Enseñé durante unos cursos de los remotos años setenta del siglo pasado en el instituto de Montcada i Reixac. En el seminario del instituto habían optado por un libro de texto de la editorial Vicens Vives, que en el apartado de autores medievales recogía el ejemplo número XXXV, “El mancebo que casó con mujer brava” de El conde Lucanor, de don Juan Manuel. Se trata de un cuento en el que un recién casado, sabedor de que su mujer es fuerte y brava, la amansa de manera definitiva, tras matar de modo violentísimo a un perro, a un gato y a un caballo que han desobedecido sus órdenes de traerle agua para lavarse las manos. Después de observar tales barbaridades, cuando de muy malos modos el tipo desalmado exige a su mujer que le traiga el aguamanos, esta no vacila ni un segundo. Sabe que, si quiere conservar la vida, tiene que obedecer rápido y sin rechistar. Así deberá seguir haciéndolo hasta la muerte.
En el libro de texto que manejaban mis estudiantes, no había ni una nota condenatoria de la conducta del mancebo. Eso trataba de hacerlo yo, tras contextualizar el ejemplo. No obstante, de no haberlo hecho, ni siquiera las alumnas lo hubieran considerado raro. En el bar que frecuentábamos, frente al instituto, la chica que servía los cafés aparecía llena de moratones día sí y día también. Al preguntarle qué le pasaba, me contestó que su marido era muy hombre y la quería mucho, muchísimo.
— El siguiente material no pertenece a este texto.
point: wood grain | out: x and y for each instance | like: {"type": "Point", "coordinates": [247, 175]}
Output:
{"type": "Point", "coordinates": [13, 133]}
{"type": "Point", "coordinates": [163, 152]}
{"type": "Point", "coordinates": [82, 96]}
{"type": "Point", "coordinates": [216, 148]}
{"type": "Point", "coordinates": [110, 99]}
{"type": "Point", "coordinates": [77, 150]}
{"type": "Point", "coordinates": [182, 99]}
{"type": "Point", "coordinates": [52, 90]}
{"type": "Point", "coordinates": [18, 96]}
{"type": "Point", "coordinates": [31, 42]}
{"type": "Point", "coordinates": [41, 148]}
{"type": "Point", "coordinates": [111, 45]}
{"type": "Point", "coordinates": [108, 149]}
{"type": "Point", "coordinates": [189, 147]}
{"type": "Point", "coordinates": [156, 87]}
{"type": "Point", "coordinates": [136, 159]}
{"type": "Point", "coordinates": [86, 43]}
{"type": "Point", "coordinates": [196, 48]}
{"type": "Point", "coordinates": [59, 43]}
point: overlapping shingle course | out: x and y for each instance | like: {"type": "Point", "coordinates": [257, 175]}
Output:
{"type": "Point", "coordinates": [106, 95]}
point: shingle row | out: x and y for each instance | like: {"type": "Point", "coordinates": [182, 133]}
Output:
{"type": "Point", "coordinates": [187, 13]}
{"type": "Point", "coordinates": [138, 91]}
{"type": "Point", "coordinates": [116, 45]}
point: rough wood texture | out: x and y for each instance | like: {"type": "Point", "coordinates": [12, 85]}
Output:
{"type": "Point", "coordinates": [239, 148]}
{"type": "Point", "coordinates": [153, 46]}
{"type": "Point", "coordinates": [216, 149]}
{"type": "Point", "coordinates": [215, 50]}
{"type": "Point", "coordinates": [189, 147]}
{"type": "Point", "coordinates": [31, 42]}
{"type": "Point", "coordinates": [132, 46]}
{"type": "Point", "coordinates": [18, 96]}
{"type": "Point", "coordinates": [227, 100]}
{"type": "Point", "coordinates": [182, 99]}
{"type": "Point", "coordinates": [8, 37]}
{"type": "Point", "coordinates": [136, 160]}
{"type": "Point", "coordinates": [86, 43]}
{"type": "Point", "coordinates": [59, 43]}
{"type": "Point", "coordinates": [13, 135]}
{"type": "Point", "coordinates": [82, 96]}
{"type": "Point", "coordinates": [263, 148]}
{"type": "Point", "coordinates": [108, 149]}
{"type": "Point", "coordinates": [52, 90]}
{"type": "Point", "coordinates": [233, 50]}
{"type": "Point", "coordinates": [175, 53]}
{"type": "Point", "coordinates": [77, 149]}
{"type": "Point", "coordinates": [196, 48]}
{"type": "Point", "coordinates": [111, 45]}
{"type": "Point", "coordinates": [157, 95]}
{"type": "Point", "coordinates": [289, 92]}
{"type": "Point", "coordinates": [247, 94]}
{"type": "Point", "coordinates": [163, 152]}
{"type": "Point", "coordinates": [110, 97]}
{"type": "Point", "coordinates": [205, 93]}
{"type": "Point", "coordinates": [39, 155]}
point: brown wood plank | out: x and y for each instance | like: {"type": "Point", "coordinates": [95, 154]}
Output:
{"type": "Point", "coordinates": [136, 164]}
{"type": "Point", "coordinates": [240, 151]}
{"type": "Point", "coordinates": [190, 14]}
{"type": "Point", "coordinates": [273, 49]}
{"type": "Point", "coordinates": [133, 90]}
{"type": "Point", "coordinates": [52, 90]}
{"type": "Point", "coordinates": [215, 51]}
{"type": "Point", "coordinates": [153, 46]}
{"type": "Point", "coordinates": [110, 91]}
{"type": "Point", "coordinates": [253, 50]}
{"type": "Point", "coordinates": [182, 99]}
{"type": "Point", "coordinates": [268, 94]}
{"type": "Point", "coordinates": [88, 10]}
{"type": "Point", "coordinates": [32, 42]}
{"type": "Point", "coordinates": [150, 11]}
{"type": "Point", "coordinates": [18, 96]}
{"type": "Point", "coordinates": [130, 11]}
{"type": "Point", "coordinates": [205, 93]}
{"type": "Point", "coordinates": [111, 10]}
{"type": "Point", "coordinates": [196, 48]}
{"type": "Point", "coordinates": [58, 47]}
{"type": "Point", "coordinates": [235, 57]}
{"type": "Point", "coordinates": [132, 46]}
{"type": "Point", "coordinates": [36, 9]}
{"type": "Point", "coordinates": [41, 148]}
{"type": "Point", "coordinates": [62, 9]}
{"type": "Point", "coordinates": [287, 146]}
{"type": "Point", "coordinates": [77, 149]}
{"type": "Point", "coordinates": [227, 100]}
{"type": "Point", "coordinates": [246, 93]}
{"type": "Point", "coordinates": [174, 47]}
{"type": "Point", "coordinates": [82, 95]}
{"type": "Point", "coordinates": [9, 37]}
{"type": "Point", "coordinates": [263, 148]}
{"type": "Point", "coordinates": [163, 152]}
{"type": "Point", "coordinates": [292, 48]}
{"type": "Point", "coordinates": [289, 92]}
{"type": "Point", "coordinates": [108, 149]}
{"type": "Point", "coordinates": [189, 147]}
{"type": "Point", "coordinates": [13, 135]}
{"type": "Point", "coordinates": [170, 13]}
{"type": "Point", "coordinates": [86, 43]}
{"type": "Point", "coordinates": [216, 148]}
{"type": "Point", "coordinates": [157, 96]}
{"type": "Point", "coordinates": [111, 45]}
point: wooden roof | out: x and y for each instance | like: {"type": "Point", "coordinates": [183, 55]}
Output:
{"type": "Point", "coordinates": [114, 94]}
Valgan estos datos para aludir a una situación bastante corriente, heredada del patriarcado, que desde tiempos remotos fue impregnando la vida y las costumbres, no solo de Oriente –el comportamiento de los talibanes con respecto a las mujeres sería el ejemplo más extremo–, sino también de Occidente, aunque no nos guste aceptarlo.
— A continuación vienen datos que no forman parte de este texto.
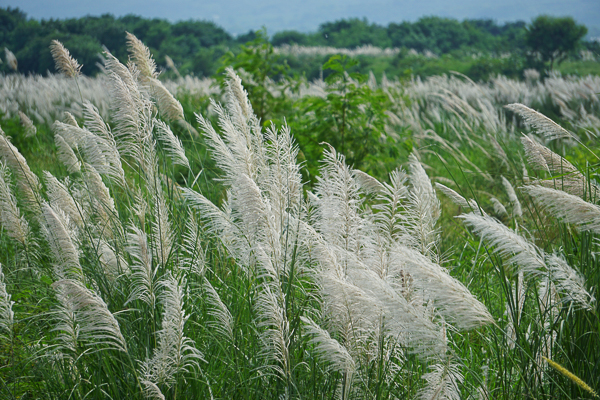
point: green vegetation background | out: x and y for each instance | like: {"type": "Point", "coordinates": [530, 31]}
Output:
{"type": "Point", "coordinates": [477, 48]}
Hoy ninguna mujer, me parece, se siente ya orgullosa del amor de su hombre traducido en golpes
Por entonces, entre los setenta y los ochenta, no había estadísticas de malos tratos, ni números de teléfono a los que poder llamar en casos desesperados. Antes de la muerte de Franco, todavía era peor porque muchos seguían considerando que la mujer era propiedad del varón, pese a que, en el matrimonio católico –el civil no existía, iba en un todo incluido con el religioso–, el cura recogía las palabras de san Pablo (Efesios, 5:25) un tanto amonestadoras al futuro marido: “Compañera te doy y no sierva. Ámala como Cristo ama a su Iglesia”.
Aunque se explicitara lo de compañera y no sierva, aún así, si echamos la vista atrás y nos asomamos a los siglos XIX y XX, observamos que la hoy llamada violencia de género era moneda corriente. La gran Emilia Pardo Bazán es una de las pocas personalidades que denuncian el maltrato. Así escribe: “Ella titubea, llora, luego ríe…, ni siquiera pide auxilio: el bofetón está en el programa. Y ese bofetón es el preludio de lo que vendrá más tarde, en una hora de exasperación brutal de celos o de soberbia: es el anticipo del navajazo feroz, del estrujón de nuez que rompe el cartílago, del puntapié que desgarra las entrañas, del palo que abre el cráneo, del proyectil que se incrusta en la masa encefálica… ¡va tan poco del primer maltrato al crimen!”.
Doña Emilia, en sus artículos de periódico, denuncia como los jurados, en los casos extremos en que tienen que juzgar a maridos o amantes asesinos, los condenan a una friolera e incluso los absuelven. Y añade con ironía: “¿No son los hombres nuestros amos, nuestros protectores, los fuertes, los poderosos? El abuso del poder, ¿no es circunstancia agravante? Cuando matan, a mansalva, a la mujer, ¿no debería exigírseles más estrecha cuenta?”.
Hoy se la exigimos, mal que les pese a algunos, y en estos años, desde que comenzó el siglo XXI, al menos aquí, en nuestro país, ninguna mujer, me parece, se siente ya orgullosa (¿?) Del amor de su hombre traducido en golpes ni nadie escogería como texto, sin contexto, “El mancebo que casó con mujer brava”, antecedente de La fierecilla domada de Shakespeare. En fin, no todo ha ido a peor.